Alzheimer's disease (AD) is the most common form of senile dementia, a progressive neurodegenerative disease. A large number of evidence has suggests that dyshomeostasis of the redox-active biometals, such as copper and other metal ions, would lead to oxidative stress damage in neurons. The accumulated Copper in the AD brains could result in pro-oxidative stress and increase free radical production, which plays a key role in the pathology of AD. Chitooligosaccharides (COSs) are biodegradation product of chitosan and demonstrate diversely biological bioactivities. To explore the neuroprotective effects of COSs againt copper ions toxicity associate with pathology of AD, here we first report that protective effects of COSs (M.W. 1500, DD.90%) against Cu(II)-induced neurotoxicity in primary cultured rat cortical neurons. Cortical neurons were cultured at 37 °C for 7days then incubated more for 12 hours in culture medium without or with 0.4, 0.2, and 0.1mg/ml COSs, respectively.
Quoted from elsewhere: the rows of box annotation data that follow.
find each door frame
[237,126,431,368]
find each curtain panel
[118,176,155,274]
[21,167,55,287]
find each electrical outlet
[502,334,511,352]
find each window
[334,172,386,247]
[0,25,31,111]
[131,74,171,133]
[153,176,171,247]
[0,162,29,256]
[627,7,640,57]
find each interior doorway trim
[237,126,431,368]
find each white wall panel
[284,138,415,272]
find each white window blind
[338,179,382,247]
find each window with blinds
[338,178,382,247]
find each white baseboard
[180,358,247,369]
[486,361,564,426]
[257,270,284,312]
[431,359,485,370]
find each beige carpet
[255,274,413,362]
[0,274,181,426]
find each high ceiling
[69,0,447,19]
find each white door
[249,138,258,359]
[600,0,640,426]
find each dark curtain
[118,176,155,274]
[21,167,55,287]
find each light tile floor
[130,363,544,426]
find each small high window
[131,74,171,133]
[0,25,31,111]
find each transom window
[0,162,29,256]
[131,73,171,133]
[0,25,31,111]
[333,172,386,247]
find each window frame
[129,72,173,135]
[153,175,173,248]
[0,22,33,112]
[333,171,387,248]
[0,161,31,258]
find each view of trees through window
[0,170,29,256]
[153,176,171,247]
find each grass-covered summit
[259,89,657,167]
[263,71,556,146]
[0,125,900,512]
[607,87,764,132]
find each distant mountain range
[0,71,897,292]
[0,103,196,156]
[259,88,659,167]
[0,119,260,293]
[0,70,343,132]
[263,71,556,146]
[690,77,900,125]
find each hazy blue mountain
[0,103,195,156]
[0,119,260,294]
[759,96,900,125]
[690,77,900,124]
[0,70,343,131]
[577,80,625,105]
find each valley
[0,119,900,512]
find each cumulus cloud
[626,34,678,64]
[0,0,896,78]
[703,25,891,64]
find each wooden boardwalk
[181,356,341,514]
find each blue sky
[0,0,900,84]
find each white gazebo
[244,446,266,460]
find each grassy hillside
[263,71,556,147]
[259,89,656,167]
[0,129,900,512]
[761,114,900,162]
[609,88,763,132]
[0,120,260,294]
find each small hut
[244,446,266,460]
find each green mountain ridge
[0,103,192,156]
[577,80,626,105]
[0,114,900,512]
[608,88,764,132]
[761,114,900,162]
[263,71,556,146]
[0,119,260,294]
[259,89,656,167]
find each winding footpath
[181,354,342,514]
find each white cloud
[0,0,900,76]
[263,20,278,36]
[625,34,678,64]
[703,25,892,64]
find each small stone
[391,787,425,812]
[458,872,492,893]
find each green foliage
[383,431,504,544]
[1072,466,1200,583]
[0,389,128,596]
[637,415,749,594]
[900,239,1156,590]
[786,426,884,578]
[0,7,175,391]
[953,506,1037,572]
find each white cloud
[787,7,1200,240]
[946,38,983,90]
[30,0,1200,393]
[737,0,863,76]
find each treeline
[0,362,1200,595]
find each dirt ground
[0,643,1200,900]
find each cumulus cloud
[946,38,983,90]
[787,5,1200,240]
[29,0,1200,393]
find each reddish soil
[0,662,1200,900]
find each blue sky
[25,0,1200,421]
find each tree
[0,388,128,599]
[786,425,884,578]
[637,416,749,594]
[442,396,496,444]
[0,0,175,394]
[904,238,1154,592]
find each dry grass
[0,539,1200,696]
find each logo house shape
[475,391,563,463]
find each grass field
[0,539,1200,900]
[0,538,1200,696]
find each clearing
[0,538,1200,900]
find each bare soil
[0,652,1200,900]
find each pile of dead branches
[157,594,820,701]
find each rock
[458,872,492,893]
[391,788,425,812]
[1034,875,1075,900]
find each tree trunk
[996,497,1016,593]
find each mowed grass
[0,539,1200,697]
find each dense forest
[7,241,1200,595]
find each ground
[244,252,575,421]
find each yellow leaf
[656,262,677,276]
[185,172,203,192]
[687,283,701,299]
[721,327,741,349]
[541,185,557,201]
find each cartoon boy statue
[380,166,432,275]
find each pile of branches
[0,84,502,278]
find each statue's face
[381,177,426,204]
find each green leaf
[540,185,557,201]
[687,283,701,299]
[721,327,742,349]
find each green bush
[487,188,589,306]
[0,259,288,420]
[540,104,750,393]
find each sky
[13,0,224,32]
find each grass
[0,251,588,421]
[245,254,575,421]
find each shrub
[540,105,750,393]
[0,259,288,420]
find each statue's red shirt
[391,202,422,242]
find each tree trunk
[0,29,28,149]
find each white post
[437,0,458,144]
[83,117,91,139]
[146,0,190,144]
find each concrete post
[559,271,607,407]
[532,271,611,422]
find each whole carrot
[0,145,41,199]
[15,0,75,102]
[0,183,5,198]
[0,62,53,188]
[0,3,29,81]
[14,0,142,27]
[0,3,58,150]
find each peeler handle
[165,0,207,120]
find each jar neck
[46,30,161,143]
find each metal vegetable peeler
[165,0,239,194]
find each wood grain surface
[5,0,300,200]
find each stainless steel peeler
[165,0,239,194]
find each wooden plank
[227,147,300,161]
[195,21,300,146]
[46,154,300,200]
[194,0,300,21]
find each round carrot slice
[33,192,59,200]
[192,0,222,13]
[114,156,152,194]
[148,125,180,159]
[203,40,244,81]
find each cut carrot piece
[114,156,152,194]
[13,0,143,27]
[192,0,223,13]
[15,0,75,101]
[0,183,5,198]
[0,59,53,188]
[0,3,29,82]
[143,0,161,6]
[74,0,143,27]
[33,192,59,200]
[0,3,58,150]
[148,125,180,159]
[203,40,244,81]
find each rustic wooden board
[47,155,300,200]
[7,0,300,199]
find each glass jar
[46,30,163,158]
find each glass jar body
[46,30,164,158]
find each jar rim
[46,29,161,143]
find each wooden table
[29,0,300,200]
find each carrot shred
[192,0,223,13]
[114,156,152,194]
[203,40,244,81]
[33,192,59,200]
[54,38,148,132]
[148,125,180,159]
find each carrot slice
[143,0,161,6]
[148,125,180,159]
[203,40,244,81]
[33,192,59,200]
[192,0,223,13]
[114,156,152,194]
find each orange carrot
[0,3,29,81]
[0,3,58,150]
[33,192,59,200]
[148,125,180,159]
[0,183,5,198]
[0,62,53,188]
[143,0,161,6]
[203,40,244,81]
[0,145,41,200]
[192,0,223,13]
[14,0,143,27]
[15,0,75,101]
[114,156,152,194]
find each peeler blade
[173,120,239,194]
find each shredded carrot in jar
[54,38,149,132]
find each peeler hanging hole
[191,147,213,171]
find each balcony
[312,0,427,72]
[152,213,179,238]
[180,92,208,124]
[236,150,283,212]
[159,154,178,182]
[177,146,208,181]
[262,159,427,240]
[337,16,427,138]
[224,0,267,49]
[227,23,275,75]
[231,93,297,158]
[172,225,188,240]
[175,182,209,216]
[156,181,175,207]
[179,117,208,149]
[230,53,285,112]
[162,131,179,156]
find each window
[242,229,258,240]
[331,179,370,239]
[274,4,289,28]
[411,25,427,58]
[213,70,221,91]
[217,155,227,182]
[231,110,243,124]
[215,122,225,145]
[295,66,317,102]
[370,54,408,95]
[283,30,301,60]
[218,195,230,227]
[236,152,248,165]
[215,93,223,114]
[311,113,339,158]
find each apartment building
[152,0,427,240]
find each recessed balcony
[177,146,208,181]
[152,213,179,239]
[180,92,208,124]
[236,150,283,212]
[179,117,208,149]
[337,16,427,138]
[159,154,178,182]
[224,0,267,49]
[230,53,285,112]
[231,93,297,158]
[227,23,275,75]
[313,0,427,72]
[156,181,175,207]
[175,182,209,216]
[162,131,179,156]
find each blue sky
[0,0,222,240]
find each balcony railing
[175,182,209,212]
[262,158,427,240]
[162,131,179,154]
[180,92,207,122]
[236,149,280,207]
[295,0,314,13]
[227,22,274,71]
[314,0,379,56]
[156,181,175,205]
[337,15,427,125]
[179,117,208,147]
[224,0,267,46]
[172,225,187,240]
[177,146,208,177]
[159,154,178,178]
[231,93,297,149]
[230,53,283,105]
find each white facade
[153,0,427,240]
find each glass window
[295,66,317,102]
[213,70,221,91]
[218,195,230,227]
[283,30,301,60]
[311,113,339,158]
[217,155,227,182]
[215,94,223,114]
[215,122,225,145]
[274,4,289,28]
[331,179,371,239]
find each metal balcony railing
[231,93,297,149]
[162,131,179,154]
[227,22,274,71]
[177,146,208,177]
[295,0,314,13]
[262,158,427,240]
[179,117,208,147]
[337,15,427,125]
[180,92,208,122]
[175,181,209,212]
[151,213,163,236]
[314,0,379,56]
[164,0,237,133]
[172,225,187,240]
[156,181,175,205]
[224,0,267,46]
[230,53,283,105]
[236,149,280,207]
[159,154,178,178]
After removed the culture medium and the cultured cortical neurons were added fresh culture medium containing 50μM CuCl2, incubated for 48 hours at 37 °C in a humidified incubator. Cell viability were assayed by MTT, Hoechst 33342 assay and lactate dehydrogenase (LDH) assay, and the reactive oxygen species(ROS) levels were detected byROS assay based on the ROS-mediated conversion of nonfluorescent 2',7'-DCFH-DA into fluorescent DCFH. The toxicity of Cu(II) to cortical neurons was obviously attenuated in a concentration-dependent manner by COSs. The data derived from the LDH and Hoechst 33342 assay support the results from MTT assay well. The following ROS assay indicated that COSs prevent Cu(II)-induced the elevation of intracellular ROS. These findings suggest that COSs protect against Cu(II) induced neurotoxicity in primary cortical neurons by interfering with an increase in intracellular ROS. It will be helpful to further develop the usages of COSs in AD treatment.